How long does it take to get an SR-22 filed?

Most carriers e-file the SR-22 within 24 hours of policy purchase, and the state DMV processes it in 1 to 3 business days. In the 10 states still requiring mailed filings (including Florida, North Carolina, and Pennsylvania for certain violations), the full process takes 7 to 10 days, per the National Conference of State Legislatures.

How much does SR-22 insurance cost per month?

The filing fee is a one-time $15 to $50 charge. The high-risk policy typically runs $150 to $400 per month, based on the violation type and state, per Insure.com's 2026 data. DUI-related filings average $265 per month, while multiple moving violations average $175 per month.

Can I get SR-22 insurance if I don't own a car?

Yes. A non-owner SR-22 policy provides liability coverage when you drive someone else's car, and it satisfies the filing requirement at a lower cost. Monthly premiums run $33 to $90, according to MoneyGeek's 2026 survey. State Farm, Travelers, Progressive, and Dairyland offer non-owner SR-22 policies.

What happens if my SR-22 policy lapses?

Your insurer files an SR-26 with the DMV the same day, and the state automatically suspends your license. In 28 states the 3-year filing clock restarts from zero.
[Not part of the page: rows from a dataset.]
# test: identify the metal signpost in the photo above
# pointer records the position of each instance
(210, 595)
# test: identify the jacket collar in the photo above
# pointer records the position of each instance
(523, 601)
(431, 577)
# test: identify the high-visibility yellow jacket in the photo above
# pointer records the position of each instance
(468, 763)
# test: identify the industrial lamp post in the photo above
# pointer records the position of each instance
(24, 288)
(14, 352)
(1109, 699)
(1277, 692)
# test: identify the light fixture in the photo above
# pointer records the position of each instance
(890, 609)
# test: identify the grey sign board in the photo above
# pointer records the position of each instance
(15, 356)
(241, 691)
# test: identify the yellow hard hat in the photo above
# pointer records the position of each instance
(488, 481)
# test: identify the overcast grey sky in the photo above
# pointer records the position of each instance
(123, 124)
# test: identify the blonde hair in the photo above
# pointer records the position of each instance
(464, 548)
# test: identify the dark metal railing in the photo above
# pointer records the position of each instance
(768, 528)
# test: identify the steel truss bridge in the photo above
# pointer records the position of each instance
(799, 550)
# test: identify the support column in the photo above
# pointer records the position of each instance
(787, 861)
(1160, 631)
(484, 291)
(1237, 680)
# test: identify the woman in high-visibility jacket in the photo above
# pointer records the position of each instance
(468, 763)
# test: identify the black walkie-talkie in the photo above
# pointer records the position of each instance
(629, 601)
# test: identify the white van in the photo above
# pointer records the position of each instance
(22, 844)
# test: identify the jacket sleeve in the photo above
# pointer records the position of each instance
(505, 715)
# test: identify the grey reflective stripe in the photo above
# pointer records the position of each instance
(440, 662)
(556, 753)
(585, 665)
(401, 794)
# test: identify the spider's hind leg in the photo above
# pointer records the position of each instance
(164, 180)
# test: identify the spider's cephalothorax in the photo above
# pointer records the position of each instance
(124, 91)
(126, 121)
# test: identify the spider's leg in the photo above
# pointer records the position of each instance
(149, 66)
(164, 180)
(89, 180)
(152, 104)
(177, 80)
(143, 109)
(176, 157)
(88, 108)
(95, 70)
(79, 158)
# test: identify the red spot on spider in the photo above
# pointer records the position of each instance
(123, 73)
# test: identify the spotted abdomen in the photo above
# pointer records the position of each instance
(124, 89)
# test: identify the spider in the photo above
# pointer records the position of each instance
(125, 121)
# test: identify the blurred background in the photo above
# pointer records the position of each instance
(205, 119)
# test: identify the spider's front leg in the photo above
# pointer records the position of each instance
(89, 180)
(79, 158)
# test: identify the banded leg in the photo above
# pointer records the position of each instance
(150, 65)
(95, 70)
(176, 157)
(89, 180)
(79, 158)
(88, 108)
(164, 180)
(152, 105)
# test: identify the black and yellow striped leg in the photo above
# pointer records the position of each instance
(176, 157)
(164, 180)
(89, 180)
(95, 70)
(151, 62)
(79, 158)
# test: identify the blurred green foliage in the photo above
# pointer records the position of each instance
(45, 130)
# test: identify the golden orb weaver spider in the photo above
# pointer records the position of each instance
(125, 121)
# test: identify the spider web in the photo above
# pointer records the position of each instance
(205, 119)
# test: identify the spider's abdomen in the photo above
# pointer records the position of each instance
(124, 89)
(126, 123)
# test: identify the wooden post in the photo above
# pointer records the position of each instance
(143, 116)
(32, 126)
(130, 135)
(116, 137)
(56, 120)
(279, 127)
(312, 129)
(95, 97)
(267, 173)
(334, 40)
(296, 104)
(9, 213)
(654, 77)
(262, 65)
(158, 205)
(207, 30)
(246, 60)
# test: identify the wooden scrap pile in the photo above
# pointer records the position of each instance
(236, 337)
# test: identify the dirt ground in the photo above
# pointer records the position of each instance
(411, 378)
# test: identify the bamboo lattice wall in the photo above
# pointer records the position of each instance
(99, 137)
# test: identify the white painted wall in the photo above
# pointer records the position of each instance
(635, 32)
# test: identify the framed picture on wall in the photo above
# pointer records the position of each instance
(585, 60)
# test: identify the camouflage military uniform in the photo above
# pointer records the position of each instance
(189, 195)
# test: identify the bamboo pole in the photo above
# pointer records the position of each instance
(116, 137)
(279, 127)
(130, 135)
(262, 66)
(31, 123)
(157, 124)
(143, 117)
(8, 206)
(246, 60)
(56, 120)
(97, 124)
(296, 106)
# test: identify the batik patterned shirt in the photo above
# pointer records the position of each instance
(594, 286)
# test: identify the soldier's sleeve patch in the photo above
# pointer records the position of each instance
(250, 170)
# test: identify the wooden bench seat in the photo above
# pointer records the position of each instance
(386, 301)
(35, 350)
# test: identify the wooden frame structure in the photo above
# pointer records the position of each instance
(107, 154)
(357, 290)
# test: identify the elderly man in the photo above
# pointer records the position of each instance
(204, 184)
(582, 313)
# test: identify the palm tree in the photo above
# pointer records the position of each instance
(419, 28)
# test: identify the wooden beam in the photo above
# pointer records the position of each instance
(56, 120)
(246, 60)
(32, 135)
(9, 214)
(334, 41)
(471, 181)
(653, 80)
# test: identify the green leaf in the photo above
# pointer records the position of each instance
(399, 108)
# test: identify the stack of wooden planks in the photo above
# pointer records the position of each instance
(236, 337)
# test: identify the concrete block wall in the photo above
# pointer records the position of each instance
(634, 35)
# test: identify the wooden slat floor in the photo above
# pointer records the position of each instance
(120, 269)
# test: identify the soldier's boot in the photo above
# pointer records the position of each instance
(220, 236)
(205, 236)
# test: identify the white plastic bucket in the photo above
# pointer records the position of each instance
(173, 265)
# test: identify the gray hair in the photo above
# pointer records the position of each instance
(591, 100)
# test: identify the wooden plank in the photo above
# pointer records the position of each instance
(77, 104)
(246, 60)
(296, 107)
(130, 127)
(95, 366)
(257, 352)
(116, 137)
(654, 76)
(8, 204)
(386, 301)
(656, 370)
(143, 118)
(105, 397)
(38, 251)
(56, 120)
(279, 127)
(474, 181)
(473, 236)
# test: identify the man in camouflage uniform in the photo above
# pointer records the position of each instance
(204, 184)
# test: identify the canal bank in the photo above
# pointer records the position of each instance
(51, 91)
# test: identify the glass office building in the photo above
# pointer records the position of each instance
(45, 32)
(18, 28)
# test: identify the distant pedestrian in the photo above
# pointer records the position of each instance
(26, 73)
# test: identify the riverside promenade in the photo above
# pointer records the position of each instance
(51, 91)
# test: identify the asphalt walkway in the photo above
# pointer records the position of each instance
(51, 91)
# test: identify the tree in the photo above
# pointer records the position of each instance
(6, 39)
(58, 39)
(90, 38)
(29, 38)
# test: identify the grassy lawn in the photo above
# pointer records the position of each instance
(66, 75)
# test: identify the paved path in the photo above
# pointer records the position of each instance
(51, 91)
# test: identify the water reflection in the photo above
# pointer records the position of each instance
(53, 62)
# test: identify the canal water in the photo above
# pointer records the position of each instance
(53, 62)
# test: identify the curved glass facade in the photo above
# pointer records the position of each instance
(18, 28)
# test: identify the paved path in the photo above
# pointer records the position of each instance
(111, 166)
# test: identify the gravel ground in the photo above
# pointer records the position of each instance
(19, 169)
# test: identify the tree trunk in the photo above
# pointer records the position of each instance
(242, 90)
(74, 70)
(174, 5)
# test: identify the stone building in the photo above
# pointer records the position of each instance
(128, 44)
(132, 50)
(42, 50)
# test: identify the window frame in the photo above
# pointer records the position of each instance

Reinstatement requires paying any state fees ($45 to $225), starting a new policy, and refiling the SR-22, per state DMV reinstatement schedules.

Which insurance companies refuse to file SR-22s?

State Farm declines SR-22 filings in 38 states and Travelers in 42 states, per MoneyGeek's 2026 carrier review. Erie files only in 12 states. Progressive, GEICO, Dairyland, The General, and Direct Auto file in all 50 states and accept most violation types.

Do I need an SR-22 if I move to another state?

Yes. You must keep the SR-22 active under the original state's rules even after moving, per the Colorado DMV non-resident SR-22 policy. Your new-state insurer must file an SR-22 with the original state's DMV, and you must meet whichever state's liability limits are higher.